The evaluation field work should be carried out between March 2021 and April 2021. An inception report should be submitted within one month of contract signature, a 5-page statement of preliminary findings should be submitted no later than 9 April 2021, a draft evaluation report should be submitted no later than 19 April 2021. MRG will submit comments within 10 working days and the final full detailed report responding to all comments must be submitted by 14 May 2021.

The evaluator/members of the evaluation team may also be required to participate in a recorded interview discussion about the evaluation to create an audio record or podcast which will be available on MRG’s website to make the evaluation findings available in more accessible ways.

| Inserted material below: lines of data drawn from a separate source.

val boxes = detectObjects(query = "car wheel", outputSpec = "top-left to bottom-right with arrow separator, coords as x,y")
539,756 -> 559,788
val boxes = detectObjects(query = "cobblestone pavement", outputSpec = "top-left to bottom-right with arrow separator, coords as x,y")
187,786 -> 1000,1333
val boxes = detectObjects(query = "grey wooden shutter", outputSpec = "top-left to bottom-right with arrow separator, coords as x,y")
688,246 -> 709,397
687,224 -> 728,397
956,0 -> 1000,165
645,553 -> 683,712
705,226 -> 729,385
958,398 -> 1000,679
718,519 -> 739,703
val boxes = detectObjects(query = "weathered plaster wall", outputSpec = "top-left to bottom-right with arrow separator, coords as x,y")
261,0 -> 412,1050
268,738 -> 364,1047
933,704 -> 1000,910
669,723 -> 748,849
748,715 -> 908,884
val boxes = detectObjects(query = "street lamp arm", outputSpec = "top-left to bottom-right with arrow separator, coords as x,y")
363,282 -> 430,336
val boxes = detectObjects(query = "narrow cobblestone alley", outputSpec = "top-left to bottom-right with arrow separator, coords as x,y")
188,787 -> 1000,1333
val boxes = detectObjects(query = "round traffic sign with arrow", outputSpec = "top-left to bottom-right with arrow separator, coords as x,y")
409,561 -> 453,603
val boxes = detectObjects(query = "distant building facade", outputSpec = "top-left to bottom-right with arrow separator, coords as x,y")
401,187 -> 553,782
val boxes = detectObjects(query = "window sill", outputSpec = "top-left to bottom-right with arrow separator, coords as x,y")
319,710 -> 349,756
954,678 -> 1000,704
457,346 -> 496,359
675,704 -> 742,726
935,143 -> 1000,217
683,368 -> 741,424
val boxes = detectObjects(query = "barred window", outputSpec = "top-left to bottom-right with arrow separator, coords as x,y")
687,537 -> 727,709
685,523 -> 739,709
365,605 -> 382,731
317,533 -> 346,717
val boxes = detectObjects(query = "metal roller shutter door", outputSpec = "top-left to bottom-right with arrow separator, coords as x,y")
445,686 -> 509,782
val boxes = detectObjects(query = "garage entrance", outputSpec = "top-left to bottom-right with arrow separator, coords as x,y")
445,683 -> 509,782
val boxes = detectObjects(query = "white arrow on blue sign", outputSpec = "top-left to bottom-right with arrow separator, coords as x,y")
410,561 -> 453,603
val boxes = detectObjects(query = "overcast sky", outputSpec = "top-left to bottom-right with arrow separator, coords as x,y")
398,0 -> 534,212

The total budget for the entire evaluation including fieldwork costs and any necessary travel is £4,000.

How to apply

If you are interested, please apply submitting the following by Friday 26 February 2021 to lauren.avery@minorityrights.org and/or claire.thomas@minorityrights.org:

  • Brief Team members’ CV(s) – max 3 pages per person
  • Brief statement of evaluation principles and methodology, workplan and budget
  • Examples of completed evaluations with similar elements completed
  • Cover letter setting out the evaluator or team’s suitability

Should you have questions, please contact lauren.avery@minorityrights.org and/or claire.thomas@minorityrights.org.

[1] International Disability Alliance; RIADIS – Red Latinoamerica de Organizaciones no Gubernamentales de Personas con Discapacidad y sus Familias; Indigenous Persons with Disabilities Global Network; SOS Esclaves, Mauritania; Institute for Peace Studies, Prince of Songkhla University, Thailand; Southern Association for Disabilities, Thailand; Ngorik Udyogg, Bangladesh; Centre for the Sustainable Use of Natural Resources, India; National Indigenous Disabled Women’s Association Nepal (NIDWAN); Nepal Association for the Physical Disabled; African Initiative for Mankind Progress Organisation (AIMPO), Rwanda; First People’s Disability Organisation, Rwanda; Independent Media Organisation Kurdistan, Iraq; Chiricli, Ukraine.